Mobbing-Straining: Differenze tracciate da Cassazione Civile, sezione lavoro, ordinanza 19.02.2018 n. 3977.

 

Nel dibattito attuale sul mobbing si inserisce ora anche la differenziazione con una nuova figura, il c.d. “straining”.

La differenza consiste in sostanza e dal punto di vista normativo, nell’interpretazione di una norma chiave: l’articolo 2087 cod.civ. che, come noto, tutela le condizioni di lavoro del lavoratore.

Nel mobbing. dunque, si ravvisano non solo una privazione di queste condizioni, ma anche delle vere e proprie lesioni che possono concernere, oltre la salute fisica, anche il patrimonio.

È noto infatti che, nei danni da inattività lavorativa, una certa interpretazione riconosce, laddove vengano ad essere lesi gli emolumenti del lavoratore, una forma sia pure più blanda di mobbing.

Così sarebbe nel caso di straining.

In sostanza, nello straining, il lavoratore non viene tanto leso e danneggiato, quanto viene reso oggetto di azioni ostili.

Ne è un esempio proprio il casus decisus della sentenza di Cassazione Cassazione Civile, sezione lavoro, ordinanza 19/02/2018 n° 3977.

Nella fattispecie, un’impiegata del Ministero dell’Istruzione, dichiarata inidonea all’insegnamento, era stata assegnata alla segreteria della scuola ed era entrata in conflitto con la dirigenza scolastica allorquando aveva rappresentato la necessità di ulteriore personale per l’espletamento dei servizi amministrativi: il dirigente scolastico aveva reagito sottraendole gli strumenti di lavoro; attribuendole mansioni didattiche, nonostante l’accertata inidoneità; privandola, infine, di  ogni  mansione  e  lasciandola  totalmente  inattiva  (c.f.r.:  http://www.altalex.com/documents/news/2018/02/21/straining).

Come evincibile, dunque, non ci sono danni di tipo biologico, ma, in sostanza, solo atti di arbitrio in danno della lavoratrice.

Secondo la Corte di Cassazione, dunque, “al principio di diritto enunciato il Collegio intende dare continuità perché dell’art. 2087 c.c. questa Corte ha da tempo fornito un’interpretazione estensiva, costituzionalmente orientata al rispetto di beni essenziali e primari quali sono il diritto alla salute, la dignità umana e i diritti inviolabili della persona, tutelati dagli artt. 32, 41 e 2 Cost.; l’ambito di applicazione della norma è stato, quindi, ritenuto non circoscritto al solo campo della prevenzione antinfortunistica in senso stretto, perché si è evidenziato che l’obbligo posto a carico del datore di lavoro di tutelare l’integrità psicofisica e la personalità morale del prestatore gli impone non solo di astenersi da ogni condotta che sia finalizzata a ledere detti beni, ma anche di impedire che nell’ambiente di lavoro si possano verificare situazioni idonee a mettere in pericolo la salute e la dignità della persona; la responsabilità del datore di lavoro ex art. 2087 c.c. sorge, pertanto, ogniqualvolta l’evento dannoso sia eziologicamente riconducibile ad un comportamento colposo,  ossia  o all’inadempimento  di  specifici  obblighi  legali  o  contrattuali  imposti  o  al  mancato  rispetto  dei principi generali di correttezza e buona fede, che devono costantemente essere osservati anche nell’esercizio dei diritti” (C.f.r. sent.
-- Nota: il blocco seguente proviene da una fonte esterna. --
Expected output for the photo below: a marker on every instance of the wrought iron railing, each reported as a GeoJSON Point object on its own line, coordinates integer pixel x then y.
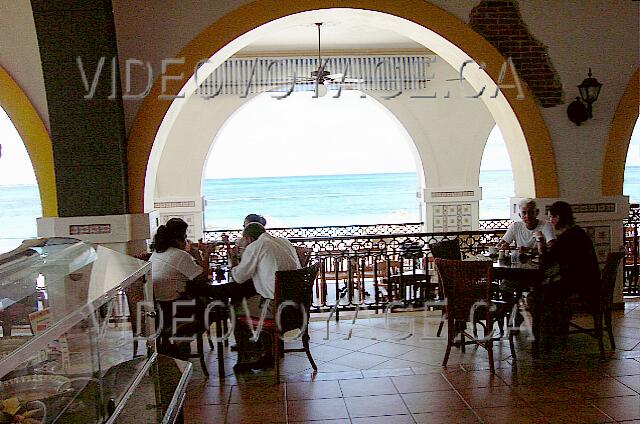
{"type": "Point", "coordinates": [494, 224]}
{"type": "Point", "coordinates": [631, 287]}
{"type": "Point", "coordinates": [370, 271]}
{"type": "Point", "coordinates": [341, 237]}
{"type": "Point", "coordinates": [326, 231]}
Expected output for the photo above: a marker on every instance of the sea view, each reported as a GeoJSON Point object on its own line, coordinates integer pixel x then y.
{"type": "Point", "coordinates": [297, 201]}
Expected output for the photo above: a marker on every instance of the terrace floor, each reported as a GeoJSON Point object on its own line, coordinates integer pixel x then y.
{"type": "Point", "coordinates": [389, 372]}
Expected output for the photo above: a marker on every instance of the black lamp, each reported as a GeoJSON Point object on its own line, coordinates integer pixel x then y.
{"type": "Point", "coordinates": [589, 91]}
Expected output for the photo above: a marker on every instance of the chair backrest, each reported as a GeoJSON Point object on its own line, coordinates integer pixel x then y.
{"type": "Point", "coordinates": [304, 255]}
{"type": "Point", "coordinates": [295, 286]}
{"type": "Point", "coordinates": [464, 283]}
{"type": "Point", "coordinates": [609, 275]}
{"type": "Point", "coordinates": [446, 249]}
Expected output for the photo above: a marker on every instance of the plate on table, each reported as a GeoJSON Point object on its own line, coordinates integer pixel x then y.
{"type": "Point", "coordinates": [11, 343]}
{"type": "Point", "coordinates": [33, 387]}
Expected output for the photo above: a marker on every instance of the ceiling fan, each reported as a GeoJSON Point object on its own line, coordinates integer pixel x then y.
{"type": "Point", "coordinates": [321, 75]}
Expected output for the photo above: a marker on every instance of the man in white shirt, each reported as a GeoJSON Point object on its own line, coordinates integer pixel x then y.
{"type": "Point", "coordinates": [525, 232]}
{"type": "Point", "coordinates": [263, 256]}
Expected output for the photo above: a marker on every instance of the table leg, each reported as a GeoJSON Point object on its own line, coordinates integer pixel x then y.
{"type": "Point", "coordinates": [220, 345]}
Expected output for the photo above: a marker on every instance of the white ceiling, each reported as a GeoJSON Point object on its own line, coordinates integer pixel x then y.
{"type": "Point", "coordinates": [337, 34]}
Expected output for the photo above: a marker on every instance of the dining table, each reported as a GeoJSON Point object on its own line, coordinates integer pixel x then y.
{"type": "Point", "coordinates": [524, 276]}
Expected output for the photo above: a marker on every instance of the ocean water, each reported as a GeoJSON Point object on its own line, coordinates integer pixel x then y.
{"type": "Point", "coordinates": [297, 201]}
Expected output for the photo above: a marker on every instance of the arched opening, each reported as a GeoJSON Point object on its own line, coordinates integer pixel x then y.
{"type": "Point", "coordinates": [528, 139]}
{"type": "Point", "coordinates": [620, 133]}
{"type": "Point", "coordinates": [312, 162]}
{"type": "Point", "coordinates": [631, 185]}
{"type": "Point", "coordinates": [19, 198]}
{"type": "Point", "coordinates": [496, 178]}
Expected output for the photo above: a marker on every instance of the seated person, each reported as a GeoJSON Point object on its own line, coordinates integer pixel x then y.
{"type": "Point", "coordinates": [263, 256]}
{"type": "Point", "coordinates": [571, 269]}
{"type": "Point", "coordinates": [235, 253]}
{"type": "Point", "coordinates": [178, 271]}
{"type": "Point", "coordinates": [524, 232]}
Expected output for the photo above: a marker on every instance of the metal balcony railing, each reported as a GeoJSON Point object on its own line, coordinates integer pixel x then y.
{"type": "Point", "coordinates": [369, 252]}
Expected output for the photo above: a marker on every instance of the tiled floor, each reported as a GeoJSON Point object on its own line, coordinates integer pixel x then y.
{"type": "Point", "coordinates": [389, 372]}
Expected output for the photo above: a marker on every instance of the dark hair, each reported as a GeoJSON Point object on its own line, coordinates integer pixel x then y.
{"type": "Point", "coordinates": [254, 217]}
{"type": "Point", "coordinates": [253, 230]}
{"type": "Point", "coordinates": [168, 235]}
{"type": "Point", "coordinates": [564, 213]}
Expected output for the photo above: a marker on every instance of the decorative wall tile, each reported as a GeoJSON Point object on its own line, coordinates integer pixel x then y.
{"type": "Point", "coordinates": [455, 217]}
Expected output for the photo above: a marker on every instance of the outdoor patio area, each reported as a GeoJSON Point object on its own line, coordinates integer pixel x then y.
{"type": "Point", "coordinates": [389, 372]}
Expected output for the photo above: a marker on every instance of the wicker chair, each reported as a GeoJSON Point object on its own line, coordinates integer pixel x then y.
{"type": "Point", "coordinates": [467, 285]}
{"type": "Point", "coordinates": [290, 286]}
{"type": "Point", "coordinates": [304, 254]}
{"type": "Point", "coordinates": [602, 311]}
{"type": "Point", "coordinates": [445, 249]}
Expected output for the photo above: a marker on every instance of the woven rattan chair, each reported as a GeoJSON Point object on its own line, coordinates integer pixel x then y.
{"type": "Point", "coordinates": [602, 311]}
{"type": "Point", "coordinates": [293, 288]}
{"type": "Point", "coordinates": [467, 288]}
{"type": "Point", "coordinates": [445, 249]}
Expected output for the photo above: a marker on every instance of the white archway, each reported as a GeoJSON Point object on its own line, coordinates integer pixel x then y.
{"type": "Point", "coordinates": [453, 170]}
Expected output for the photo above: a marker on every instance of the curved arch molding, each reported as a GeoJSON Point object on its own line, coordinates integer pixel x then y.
{"type": "Point", "coordinates": [615, 155]}
{"type": "Point", "coordinates": [35, 138]}
{"type": "Point", "coordinates": [259, 12]}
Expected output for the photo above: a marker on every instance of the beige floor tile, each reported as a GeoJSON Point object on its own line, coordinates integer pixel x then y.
{"type": "Point", "coordinates": [317, 409]}
{"type": "Point", "coordinates": [257, 394]}
{"type": "Point", "coordinates": [390, 419]}
{"type": "Point", "coordinates": [324, 353]}
{"type": "Point", "coordinates": [420, 383]}
{"type": "Point", "coordinates": [361, 360]}
{"type": "Point", "coordinates": [572, 412]}
{"type": "Point", "coordinates": [389, 349]}
{"type": "Point", "coordinates": [511, 414]}
{"type": "Point", "coordinates": [208, 395]}
{"type": "Point", "coordinates": [553, 392]}
{"type": "Point", "coordinates": [424, 356]}
{"type": "Point", "coordinates": [367, 387]}
{"type": "Point", "coordinates": [459, 416]}
{"type": "Point", "coordinates": [622, 367]}
{"type": "Point", "coordinates": [254, 413]}
{"type": "Point", "coordinates": [446, 400]}
{"type": "Point", "coordinates": [620, 408]}
{"type": "Point", "coordinates": [313, 390]}
{"type": "Point", "coordinates": [631, 381]}
{"type": "Point", "coordinates": [467, 379]}
{"type": "Point", "coordinates": [337, 375]}
{"type": "Point", "coordinates": [375, 406]}
{"type": "Point", "coordinates": [386, 372]}
{"type": "Point", "coordinates": [491, 397]}
{"type": "Point", "coordinates": [205, 414]}
{"type": "Point", "coordinates": [626, 343]}
{"type": "Point", "coordinates": [607, 387]}
{"type": "Point", "coordinates": [352, 343]}
{"type": "Point", "coordinates": [397, 363]}
{"type": "Point", "coordinates": [331, 367]}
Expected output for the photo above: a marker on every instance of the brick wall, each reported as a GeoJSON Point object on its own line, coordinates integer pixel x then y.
{"type": "Point", "coordinates": [499, 21]}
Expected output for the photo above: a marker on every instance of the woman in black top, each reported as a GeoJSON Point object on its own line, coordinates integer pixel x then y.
{"type": "Point", "coordinates": [571, 270]}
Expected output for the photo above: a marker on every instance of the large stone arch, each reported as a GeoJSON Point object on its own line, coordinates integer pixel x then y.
{"type": "Point", "coordinates": [448, 37]}
{"type": "Point", "coordinates": [35, 137]}
{"type": "Point", "coordinates": [620, 130]}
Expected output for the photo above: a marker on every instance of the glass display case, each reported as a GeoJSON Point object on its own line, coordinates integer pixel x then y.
{"type": "Point", "coordinates": [65, 355]}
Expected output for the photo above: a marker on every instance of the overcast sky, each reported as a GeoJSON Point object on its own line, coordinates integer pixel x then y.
{"type": "Point", "coordinates": [301, 136]}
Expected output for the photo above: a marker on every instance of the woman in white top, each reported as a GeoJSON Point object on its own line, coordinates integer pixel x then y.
{"type": "Point", "coordinates": [173, 264]}
{"type": "Point", "coordinates": [179, 273]}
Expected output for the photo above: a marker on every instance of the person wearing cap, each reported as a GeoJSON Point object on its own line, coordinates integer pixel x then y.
{"type": "Point", "coordinates": [263, 256]}
{"type": "Point", "coordinates": [525, 232]}
{"type": "Point", "coordinates": [571, 270]}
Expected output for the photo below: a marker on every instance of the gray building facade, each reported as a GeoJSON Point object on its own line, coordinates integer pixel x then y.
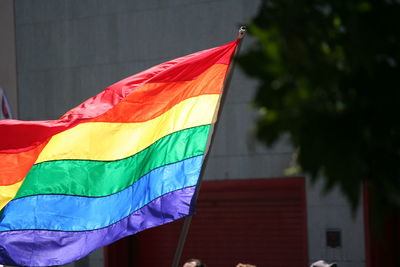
{"type": "Point", "coordinates": [57, 53]}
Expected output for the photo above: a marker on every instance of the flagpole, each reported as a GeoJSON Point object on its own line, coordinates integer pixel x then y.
{"type": "Point", "coordinates": [188, 219]}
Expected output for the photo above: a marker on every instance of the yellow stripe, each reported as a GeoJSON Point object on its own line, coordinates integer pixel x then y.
{"type": "Point", "coordinates": [7, 192]}
{"type": "Point", "coordinates": [113, 141]}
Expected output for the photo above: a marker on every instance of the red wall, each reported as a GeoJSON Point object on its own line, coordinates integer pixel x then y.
{"type": "Point", "coordinates": [258, 221]}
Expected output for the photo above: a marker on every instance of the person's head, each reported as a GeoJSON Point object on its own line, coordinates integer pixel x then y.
{"type": "Point", "coordinates": [194, 263]}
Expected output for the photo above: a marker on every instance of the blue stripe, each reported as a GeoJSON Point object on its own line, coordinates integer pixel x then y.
{"type": "Point", "coordinates": [73, 213]}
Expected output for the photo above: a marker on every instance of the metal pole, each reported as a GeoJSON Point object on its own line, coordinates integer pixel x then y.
{"type": "Point", "coordinates": [188, 219]}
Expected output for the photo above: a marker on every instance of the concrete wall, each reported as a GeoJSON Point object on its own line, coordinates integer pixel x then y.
{"type": "Point", "coordinates": [8, 74]}
{"type": "Point", "coordinates": [69, 50]}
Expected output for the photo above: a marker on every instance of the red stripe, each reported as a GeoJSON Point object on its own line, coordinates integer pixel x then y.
{"type": "Point", "coordinates": [17, 136]}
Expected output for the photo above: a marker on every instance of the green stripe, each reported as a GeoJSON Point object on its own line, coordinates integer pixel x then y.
{"type": "Point", "coordinates": [102, 178]}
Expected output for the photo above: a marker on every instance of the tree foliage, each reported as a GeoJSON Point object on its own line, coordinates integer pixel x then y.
{"type": "Point", "coordinates": [330, 77]}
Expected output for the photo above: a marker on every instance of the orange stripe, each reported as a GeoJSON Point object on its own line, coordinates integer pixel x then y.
{"type": "Point", "coordinates": [153, 99]}
{"type": "Point", "coordinates": [14, 167]}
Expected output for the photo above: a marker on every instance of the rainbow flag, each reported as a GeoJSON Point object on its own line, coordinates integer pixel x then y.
{"type": "Point", "coordinates": [123, 161]}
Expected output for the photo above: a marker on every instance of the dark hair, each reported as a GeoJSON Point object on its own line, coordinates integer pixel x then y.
{"type": "Point", "coordinates": [197, 261]}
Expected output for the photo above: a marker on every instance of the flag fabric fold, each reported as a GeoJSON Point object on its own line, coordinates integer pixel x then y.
{"type": "Point", "coordinates": [123, 161]}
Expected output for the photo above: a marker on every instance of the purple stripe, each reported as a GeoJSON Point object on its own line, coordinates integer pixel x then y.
{"type": "Point", "coordinates": [44, 248]}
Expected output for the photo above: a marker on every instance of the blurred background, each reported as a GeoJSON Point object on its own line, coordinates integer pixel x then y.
{"type": "Point", "coordinates": [276, 205]}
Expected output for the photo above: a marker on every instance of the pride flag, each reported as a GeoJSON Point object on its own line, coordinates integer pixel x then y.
{"type": "Point", "coordinates": [123, 161]}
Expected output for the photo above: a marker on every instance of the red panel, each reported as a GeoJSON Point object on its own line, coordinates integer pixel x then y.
{"type": "Point", "coordinates": [258, 221]}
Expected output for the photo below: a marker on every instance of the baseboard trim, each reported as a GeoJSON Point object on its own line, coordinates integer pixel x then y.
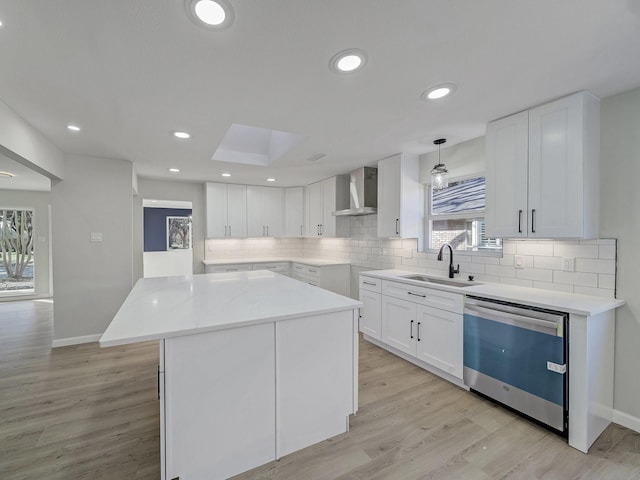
{"type": "Point", "coordinates": [65, 342]}
{"type": "Point", "coordinates": [626, 420]}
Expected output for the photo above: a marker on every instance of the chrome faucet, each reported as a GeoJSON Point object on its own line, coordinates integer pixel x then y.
{"type": "Point", "coordinates": [452, 270]}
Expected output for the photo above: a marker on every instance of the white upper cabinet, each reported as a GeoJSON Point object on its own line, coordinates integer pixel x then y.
{"type": "Point", "coordinates": [400, 198]}
{"type": "Point", "coordinates": [294, 212]}
{"type": "Point", "coordinates": [265, 211]}
{"type": "Point", "coordinates": [324, 198]}
{"type": "Point", "coordinates": [226, 210]}
{"type": "Point", "coordinates": [542, 171]}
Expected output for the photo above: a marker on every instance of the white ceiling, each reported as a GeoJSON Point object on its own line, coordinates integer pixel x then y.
{"type": "Point", "coordinates": [25, 178]}
{"type": "Point", "coordinates": [130, 72]}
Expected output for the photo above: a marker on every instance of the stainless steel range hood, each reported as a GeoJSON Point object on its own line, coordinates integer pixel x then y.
{"type": "Point", "coordinates": [363, 193]}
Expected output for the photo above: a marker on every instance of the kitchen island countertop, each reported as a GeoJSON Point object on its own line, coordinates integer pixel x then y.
{"type": "Point", "coordinates": [166, 307]}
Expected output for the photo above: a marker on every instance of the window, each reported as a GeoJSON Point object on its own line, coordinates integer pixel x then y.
{"type": "Point", "coordinates": [456, 216]}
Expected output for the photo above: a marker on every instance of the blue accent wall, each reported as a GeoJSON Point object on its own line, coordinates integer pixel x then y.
{"type": "Point", "coordinates": [155, 226]}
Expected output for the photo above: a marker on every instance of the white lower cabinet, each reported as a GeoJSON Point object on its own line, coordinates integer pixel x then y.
{"type": "Point", "coordinates": [209, 411]}
{"type": "Point", "coordinates": [234, 399]}
{"type": "Point", "coordinates": [423, 323]}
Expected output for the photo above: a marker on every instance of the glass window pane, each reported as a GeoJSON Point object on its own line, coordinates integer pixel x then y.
{"type": "Point", "coordinates": [459, 197]}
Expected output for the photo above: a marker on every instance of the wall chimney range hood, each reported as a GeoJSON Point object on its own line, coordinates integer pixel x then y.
{"type": "Point", "coordinates": [363, 193]}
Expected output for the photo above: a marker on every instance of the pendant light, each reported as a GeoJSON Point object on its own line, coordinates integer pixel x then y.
{"type": "Point", "coordinates": [439, 172]}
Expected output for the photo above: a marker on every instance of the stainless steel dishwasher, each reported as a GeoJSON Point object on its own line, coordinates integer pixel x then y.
{"type": "Point", "coordinates": [517, 355]}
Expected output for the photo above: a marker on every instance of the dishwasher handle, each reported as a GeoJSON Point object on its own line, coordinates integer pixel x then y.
{"type": "Point", "coordinates": [547, 326]}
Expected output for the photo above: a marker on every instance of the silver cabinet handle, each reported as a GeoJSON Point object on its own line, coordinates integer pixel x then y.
{"type": "Point", "coordinates": [519, 221]}
{"type": "Point", "coordinates": [533, 220]}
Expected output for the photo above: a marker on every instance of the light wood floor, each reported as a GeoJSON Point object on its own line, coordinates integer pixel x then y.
{"type": "Point", "coordinates": [88, 413]}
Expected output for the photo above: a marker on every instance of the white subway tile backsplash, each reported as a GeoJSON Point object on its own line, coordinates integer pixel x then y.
{"type": "Point", "coordinates": [557, 287]}
{"type": "Point", "coordinates": [607, 252]}
{"type": "Point", "coordinates": [537, 274]}
{"type": "Point", "coordinates": [599, 292]}
{"type": "Point", "coordinates": [576, 278]}
{"type": "Point", "coordinates": [595, 259]}
{"type": "Point", "coordinates": [531, 248]}
{"type": "Point", "coordinates": [607, 281]}
{"type": "Point", "coordinates": [561, 249]}
{"type": "Point", "coordinates": [595, 266]}
{"type": "Point", "coordinates": [550, 263]}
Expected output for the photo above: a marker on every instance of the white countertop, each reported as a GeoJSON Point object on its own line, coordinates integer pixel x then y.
{"type": "Point", "coordinates": [165, 307]}
{"type": "Point", "coordinates": [565, 302]}
{"type": "Point", "coordinates": [314, 262]}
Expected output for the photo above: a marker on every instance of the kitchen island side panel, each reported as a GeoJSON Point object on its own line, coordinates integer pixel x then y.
{"type": "Point", "coordinates": [219, 402]}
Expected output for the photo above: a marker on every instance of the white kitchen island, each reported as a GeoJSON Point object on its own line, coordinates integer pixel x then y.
{"type": "Point", "coordinates": [253, 366]}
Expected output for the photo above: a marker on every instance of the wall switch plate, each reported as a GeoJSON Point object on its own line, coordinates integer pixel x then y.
{"type": "Point", "coordinates": [568, 264]}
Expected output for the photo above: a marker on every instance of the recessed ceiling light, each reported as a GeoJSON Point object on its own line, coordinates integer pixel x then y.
{"type": "Point", "coordinates": [439, 91]}
{"type": "Point", "coordinates": [348, 61]}
{"type": "Point", "coordinates": [215, 15]}
{"type": "Point", "coordinates": [181, 135]}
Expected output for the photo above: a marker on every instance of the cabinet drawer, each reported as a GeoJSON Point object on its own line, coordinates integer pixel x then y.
{"type": "Point", "coordinates": [431, 297]}
{"type": "Point", "coordinates": [371, 284]}
{"type": "Point", "coordinates": [242, 267]}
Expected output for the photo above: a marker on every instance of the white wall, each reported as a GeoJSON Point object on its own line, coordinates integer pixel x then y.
{"type": "Point", "coordinates": [167, 190]}
{"type": "Point", "coordinates": [91, 279]}
{"type": "Point", "coordinates": [24, 144]}
{"type": "Point", "coordinates": [38, 202]}
{"type": "Point", "coordinates": [620, 218]}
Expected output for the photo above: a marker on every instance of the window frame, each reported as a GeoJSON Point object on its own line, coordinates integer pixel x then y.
{"type": "Point", "coordinates": [430, 217]}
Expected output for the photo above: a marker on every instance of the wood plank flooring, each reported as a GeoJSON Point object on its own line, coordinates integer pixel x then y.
{"type": "Point", "coordinates": [83, 412]}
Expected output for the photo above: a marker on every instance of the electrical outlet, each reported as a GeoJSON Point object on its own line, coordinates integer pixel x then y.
{"type": "Point", "coordinates": [518, 261]}
{"type": "Point", "coordinates": [568, 264]}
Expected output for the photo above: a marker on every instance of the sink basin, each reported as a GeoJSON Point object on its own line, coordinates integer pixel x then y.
{"type": "Point", "coordinates": [440, 281]}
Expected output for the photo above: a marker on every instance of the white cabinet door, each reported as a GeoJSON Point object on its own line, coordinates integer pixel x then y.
{"type": "Point", "coordinates": [506, 212]}
{"type": "Point", "coordinates": [314, 389]}
{"type": "Point", "coordinates": [543, 171]}
{"type": "Point", "coordinates": [556, 169]}
{"type": "Point", "coordinates": [370, 314]}
{"type": "Point", "coordinates": [439, 339]}
{"type": "Point", "coordinates": [315, 208]}
{"type": "Point", "coordinates": [237, 210]}
{"type": "Point", "coordinates": [294, 211]}
{"type": "Point", "coordinates": [389, 197]}
{"type": "Point", "coordinates": [400, 198]}
{"type": "Point", "coordinates": [399, 324]}
{"type": "Point", "coordinates": [216, 199]}
{"type": "Point", "coordinates": [207, 426]}
{"type": "Point", "coordinates": [226, 210]}
{"type": "Point", "coordinates": [328, 228]}
{"type": "Point", "coordinates": [264, 211]}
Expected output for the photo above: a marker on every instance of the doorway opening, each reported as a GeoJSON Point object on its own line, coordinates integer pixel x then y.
{"type": "Point", "coordinates": [17, 273]}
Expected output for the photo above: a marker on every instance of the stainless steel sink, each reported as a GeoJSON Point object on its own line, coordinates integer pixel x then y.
{"type": "Point", "coordinates": [440, 281]}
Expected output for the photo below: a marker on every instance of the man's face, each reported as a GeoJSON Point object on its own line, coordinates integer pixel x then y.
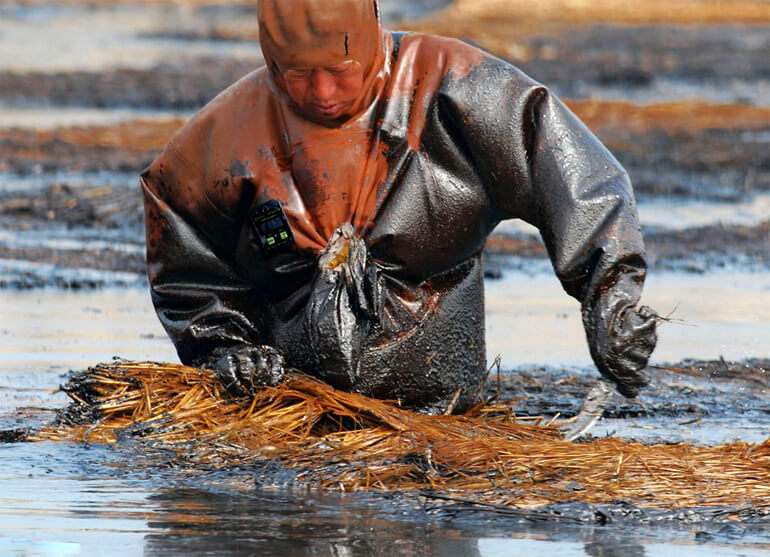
{"type": "Point", "coordinates": [328, 92]}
Cit., parte motiva, in: http://www.altalex.com/documents/news/2018/02/21/straining).

Dunque, anche laddove non sorgano lesioni, le condizioni di lavoro del lavoratore vanno tutelate perché, grazie all’interpretazione estensiva delle norme, i Giudici di Legittimità ritengono che non si possono ledere diritti fondamentali.